Scribble, Scribble, Mr Waugh

In their Daily Express column, Richard and Judy are reminded of Evelyn Waugh in a noisy pub where they can hardly here a conversation:

But then the background cacophony dropped momentarily, just long enough for me to pick up a patrician, upper-class drawl saying: “Of course, my dear, if he hadn’t been your grandfather he never would’ve got a single, solitary f***.”

Uhh?!? I spun around from our table. Impossible to detect where the remark had originated as the background sound level surged to deafening again.

But I spotted a suspect. A well-known stage actress with a much older man I reckoned was probably her agent.
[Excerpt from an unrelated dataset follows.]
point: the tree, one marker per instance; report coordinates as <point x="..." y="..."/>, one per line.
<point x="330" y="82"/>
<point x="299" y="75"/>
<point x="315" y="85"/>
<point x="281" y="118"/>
If Evelyn Waugh were still with us he’d have scribbled the remark down for his next novel.

Perhaps they were reminded of the incident described by Waugh in his diaries when he was a schoolteacher in Wales. This is included in a report in the North Wales newspaper the Daily Post about the real life counterpart of the Llanaba School from Decline and Fall (known as Arnold House):

Depressed by the spartan atmosphere at Arnold House Waugh often sought solace in the local pub Fair View Inn – known as “Mrs Roberts’ pub” in both his diaries and in Decline and Fall. Waugh’s diary entry made on March 16, 1925, said he went to the Fair View where a eunuch taught him a toast in Welsh. He wrote it down on an envelope which he later lost. However, it meant ‘Here’s success to the temperance workers’.

There is also a quote from a student who attended the school when Waugh was a teacher:

…Tim Kershaw, of Preswylfa, in Tyn-y-Groes, contacted the Weekly News in 1988, with his memories of one of England’s most revered writers. He said: “I remember Waugh well.” Tim went to the school in 1925 as a boy of nine. He was glad he wasn’t in Waugh’s class as “he was very sarcastic, which doesn’t go down well with little boys of nine. “Once I ran out of writing paper in a school exam, and had to go to his desk to ask for more.He looked at me with some disgust, and said: ‘Filthy little boy, you’ve got ink on your face.’ When I had to go back for more paper sometime later, he remarked ‘Filthy little boy, you’ve still got ink on your face.’ I thought this was a bit unreasonable, but got even with him on a school walk, when I pushed a snail down his neck.” The boarding house where the children slept is still called Arnold House and is presently a sheltered housing for vulnerable adults.

Finally, the Guardian reports the death of a Waugh fan. This is Andrew Keogh a London barrister who recently died at the age of 66. According to the obituary:

He enjoyed Indian, Greek and Italian food, good wine, especially Malbec, and real ale, especially Young’s bitter, marijuana, the novels of Evelyn Waugh, and the music of the Grateful Dead, New Riders of the Purple Sage and Bob Marley and the Wailers.

The Guardian also reports that he was a convert from Roman Catholicism to Anglicanism and “author of the longstanding White Rabbit blog, of two published novels, twentytwelve (2006), and The Killing Room (2013), and of the unfinished Diary of a Jobbing Barrister.” Sounds like an interesting guy.